Living with teenagers is a pretty good method of contraception. Not only do they stay up late, bug you whenever you might possibly be in the midst of a romantic moment, pull faces if they see you being smoochey, their emotional rollercoaster is bound to make you think twice about multiplying the human race.
Unfortunately by the time you’re living with teenagers it is well and truly too late to do a lot about it. Perhaps the answer is to make it compulsory for every couple to spend a month with two teenagers before making the decision to have a baby. Babies are the easy part, sure they cry and have dirty nappies that can make a nuclear meltdown look pleasant, but they are utterly adorable and totally cute. They smile their gummy smiles and even the most sleep deprived feel an extra boost from somewhere. Teenagers do not evoke cuteness. There is little that is cute about a teenager. They may be interesting, challenging and good fun (when they want to be) but they are also a whole parcel of contradictions.
The worst thing about teenagers is their ability to recall every word of every conversation you’ve had with them. They will sniff out discrepancies like they were two week high kippers. They will use everything against you and you have no weapons that will effectively deal with this, unless you are also able to record all conversations so you can be 100% certain about what you actually did say. Not likely since pregnancy, childcare and constant erosion of the brain cells will have diminished your memory to a quivering mess.

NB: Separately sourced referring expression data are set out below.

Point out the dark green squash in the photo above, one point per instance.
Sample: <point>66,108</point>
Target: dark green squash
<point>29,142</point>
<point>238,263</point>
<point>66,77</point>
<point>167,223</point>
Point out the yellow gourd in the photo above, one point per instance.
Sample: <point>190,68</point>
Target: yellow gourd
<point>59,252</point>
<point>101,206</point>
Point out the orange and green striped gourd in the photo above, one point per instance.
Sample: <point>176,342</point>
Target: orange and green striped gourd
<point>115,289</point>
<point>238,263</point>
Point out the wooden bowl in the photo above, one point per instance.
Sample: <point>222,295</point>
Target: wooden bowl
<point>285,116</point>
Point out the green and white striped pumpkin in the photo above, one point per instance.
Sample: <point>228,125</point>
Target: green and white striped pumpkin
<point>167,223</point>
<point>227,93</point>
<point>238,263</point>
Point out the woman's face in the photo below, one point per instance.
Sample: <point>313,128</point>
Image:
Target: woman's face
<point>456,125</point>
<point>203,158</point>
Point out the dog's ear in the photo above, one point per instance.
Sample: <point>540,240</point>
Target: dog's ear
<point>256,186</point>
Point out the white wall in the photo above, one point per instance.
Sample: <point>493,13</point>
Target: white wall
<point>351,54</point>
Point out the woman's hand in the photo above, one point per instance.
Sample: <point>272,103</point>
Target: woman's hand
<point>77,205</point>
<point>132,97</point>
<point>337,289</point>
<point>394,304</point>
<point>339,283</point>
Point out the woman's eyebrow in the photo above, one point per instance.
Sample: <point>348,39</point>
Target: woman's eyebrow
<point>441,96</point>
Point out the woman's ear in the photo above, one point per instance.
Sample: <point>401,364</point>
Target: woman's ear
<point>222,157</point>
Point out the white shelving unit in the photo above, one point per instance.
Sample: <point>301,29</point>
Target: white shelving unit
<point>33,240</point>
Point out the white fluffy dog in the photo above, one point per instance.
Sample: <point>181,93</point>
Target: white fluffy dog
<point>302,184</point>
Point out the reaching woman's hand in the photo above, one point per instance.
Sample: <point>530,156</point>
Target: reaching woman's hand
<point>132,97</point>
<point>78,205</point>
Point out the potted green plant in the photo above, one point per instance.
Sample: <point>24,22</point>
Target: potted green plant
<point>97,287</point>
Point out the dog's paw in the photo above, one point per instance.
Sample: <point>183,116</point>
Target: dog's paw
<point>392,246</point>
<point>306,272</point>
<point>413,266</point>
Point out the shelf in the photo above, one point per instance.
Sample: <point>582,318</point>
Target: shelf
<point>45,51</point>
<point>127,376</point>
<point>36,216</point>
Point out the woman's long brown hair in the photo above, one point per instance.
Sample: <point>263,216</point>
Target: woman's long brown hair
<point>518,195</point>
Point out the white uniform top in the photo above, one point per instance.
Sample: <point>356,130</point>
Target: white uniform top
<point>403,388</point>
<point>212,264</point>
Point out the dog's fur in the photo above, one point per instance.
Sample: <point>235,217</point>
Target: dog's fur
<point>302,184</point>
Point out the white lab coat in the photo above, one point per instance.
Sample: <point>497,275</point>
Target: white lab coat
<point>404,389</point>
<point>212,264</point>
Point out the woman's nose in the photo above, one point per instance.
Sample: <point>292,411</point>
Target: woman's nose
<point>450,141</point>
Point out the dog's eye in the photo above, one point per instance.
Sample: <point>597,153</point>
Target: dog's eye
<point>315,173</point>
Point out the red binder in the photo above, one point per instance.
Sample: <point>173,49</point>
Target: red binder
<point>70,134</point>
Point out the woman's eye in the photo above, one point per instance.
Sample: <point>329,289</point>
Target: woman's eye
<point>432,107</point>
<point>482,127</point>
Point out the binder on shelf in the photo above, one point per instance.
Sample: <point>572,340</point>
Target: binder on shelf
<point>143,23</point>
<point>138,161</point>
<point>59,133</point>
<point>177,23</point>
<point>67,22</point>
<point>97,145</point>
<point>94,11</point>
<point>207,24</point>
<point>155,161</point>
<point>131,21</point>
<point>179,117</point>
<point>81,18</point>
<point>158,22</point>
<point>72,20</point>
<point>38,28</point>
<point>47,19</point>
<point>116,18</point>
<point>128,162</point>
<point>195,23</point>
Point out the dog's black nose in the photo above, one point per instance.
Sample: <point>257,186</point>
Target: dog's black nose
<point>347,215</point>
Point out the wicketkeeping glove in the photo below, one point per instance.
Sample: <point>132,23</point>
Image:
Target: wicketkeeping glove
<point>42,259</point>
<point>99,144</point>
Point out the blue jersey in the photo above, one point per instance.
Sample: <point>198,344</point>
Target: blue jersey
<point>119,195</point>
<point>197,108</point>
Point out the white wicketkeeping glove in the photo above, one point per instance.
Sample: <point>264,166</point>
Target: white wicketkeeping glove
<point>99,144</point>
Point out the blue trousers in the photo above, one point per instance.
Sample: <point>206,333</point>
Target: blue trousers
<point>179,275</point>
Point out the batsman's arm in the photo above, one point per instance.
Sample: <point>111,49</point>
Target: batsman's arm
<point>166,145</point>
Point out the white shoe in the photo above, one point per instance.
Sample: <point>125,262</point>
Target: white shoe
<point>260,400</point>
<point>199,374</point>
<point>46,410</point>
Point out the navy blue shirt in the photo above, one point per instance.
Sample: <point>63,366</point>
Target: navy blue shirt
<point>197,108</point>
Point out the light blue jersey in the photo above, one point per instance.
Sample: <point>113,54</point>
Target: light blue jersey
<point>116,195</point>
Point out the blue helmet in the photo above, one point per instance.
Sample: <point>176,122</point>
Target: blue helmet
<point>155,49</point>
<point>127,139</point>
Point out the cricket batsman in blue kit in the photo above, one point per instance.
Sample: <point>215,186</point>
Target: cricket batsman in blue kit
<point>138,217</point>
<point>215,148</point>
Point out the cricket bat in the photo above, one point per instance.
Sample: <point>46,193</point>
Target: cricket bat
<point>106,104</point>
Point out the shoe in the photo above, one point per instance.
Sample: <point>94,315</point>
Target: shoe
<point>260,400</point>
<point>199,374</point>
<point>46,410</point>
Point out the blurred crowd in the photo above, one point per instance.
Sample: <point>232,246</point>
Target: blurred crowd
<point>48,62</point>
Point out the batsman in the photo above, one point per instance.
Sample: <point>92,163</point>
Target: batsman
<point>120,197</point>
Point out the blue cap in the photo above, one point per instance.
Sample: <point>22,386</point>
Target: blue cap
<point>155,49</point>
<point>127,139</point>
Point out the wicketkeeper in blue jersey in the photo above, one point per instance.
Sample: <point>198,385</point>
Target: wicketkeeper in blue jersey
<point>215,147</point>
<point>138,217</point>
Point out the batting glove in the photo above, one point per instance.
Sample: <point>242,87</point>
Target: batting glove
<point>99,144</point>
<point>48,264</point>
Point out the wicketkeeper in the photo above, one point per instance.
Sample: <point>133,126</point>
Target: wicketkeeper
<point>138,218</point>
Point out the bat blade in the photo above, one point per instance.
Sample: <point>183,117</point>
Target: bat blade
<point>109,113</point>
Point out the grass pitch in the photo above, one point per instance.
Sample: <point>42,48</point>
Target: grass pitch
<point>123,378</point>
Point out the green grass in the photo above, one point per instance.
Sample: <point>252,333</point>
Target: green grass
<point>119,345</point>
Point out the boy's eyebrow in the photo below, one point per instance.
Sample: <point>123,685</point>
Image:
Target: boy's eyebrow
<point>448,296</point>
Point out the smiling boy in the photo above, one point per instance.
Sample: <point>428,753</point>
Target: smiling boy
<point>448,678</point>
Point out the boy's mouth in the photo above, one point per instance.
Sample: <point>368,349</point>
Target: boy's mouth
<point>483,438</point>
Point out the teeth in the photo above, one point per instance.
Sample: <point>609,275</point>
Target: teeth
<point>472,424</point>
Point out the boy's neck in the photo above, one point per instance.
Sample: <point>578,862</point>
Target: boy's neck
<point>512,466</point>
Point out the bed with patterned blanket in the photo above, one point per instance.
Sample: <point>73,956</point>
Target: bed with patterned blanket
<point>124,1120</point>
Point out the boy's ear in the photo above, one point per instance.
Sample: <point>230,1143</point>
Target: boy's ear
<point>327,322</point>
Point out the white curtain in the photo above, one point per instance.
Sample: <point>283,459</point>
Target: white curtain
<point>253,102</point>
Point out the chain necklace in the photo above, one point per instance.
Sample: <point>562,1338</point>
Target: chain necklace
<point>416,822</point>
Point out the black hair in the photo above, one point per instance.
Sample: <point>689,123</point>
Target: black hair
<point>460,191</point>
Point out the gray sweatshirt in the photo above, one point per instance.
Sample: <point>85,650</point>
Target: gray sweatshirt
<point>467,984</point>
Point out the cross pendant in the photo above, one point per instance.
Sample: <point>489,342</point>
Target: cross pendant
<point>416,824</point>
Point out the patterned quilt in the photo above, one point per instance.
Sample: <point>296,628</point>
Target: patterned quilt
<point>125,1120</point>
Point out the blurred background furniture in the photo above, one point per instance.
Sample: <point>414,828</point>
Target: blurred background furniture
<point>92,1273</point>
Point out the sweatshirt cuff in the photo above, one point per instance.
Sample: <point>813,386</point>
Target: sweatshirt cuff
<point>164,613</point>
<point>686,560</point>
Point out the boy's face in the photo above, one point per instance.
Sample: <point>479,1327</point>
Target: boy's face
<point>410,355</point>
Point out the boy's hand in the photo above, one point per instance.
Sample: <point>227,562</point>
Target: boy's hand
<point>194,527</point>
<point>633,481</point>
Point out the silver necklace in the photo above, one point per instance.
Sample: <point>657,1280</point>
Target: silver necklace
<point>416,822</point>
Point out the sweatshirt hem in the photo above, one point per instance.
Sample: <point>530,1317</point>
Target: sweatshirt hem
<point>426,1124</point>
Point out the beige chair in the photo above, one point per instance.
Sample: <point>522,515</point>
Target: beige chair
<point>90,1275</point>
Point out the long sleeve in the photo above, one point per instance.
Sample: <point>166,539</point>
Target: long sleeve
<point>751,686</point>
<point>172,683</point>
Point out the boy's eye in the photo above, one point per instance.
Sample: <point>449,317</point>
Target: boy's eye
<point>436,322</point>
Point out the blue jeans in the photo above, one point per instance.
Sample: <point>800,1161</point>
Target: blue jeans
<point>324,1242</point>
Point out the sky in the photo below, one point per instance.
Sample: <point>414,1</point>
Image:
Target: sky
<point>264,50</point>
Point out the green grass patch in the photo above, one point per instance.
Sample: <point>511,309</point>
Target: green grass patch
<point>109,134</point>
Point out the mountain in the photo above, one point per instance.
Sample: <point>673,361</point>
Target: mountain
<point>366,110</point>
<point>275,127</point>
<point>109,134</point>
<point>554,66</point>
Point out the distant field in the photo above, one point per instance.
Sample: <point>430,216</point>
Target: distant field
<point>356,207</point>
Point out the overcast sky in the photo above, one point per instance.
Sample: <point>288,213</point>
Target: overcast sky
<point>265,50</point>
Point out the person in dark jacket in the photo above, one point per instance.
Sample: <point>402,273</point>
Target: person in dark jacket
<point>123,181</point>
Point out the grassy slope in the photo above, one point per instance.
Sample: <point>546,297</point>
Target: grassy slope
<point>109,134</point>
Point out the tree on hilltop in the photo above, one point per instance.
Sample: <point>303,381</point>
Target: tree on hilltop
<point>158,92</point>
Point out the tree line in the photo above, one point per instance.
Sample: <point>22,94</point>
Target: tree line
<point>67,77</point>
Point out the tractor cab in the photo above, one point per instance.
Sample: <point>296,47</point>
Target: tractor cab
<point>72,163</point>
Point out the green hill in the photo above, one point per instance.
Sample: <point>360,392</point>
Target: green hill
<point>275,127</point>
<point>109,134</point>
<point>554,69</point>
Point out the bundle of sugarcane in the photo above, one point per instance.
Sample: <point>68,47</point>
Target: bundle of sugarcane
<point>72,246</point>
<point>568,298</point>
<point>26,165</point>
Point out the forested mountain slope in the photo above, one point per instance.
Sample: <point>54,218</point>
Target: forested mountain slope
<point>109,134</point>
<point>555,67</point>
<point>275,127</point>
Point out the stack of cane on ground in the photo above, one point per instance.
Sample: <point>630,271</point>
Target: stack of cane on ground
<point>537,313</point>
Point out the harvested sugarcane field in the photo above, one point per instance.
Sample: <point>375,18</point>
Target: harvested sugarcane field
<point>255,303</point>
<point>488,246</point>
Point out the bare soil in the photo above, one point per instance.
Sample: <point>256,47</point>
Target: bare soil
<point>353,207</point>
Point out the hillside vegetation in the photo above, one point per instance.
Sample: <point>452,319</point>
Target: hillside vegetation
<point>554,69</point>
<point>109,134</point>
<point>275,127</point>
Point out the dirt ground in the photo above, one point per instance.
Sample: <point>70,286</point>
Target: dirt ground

Please be kind and save a teenager, make their frazzled parents a strong drink and offer a large sponge to soak up their tears of frustration, know that you are doing a huge service to mankind as you prevent a murder. Remind the parents to hang on in there, like infanthood time is short and it will pass and the teenagers will emerge as butterflies from cocoons to take their place in the greater world and perpetuate the cycle of life.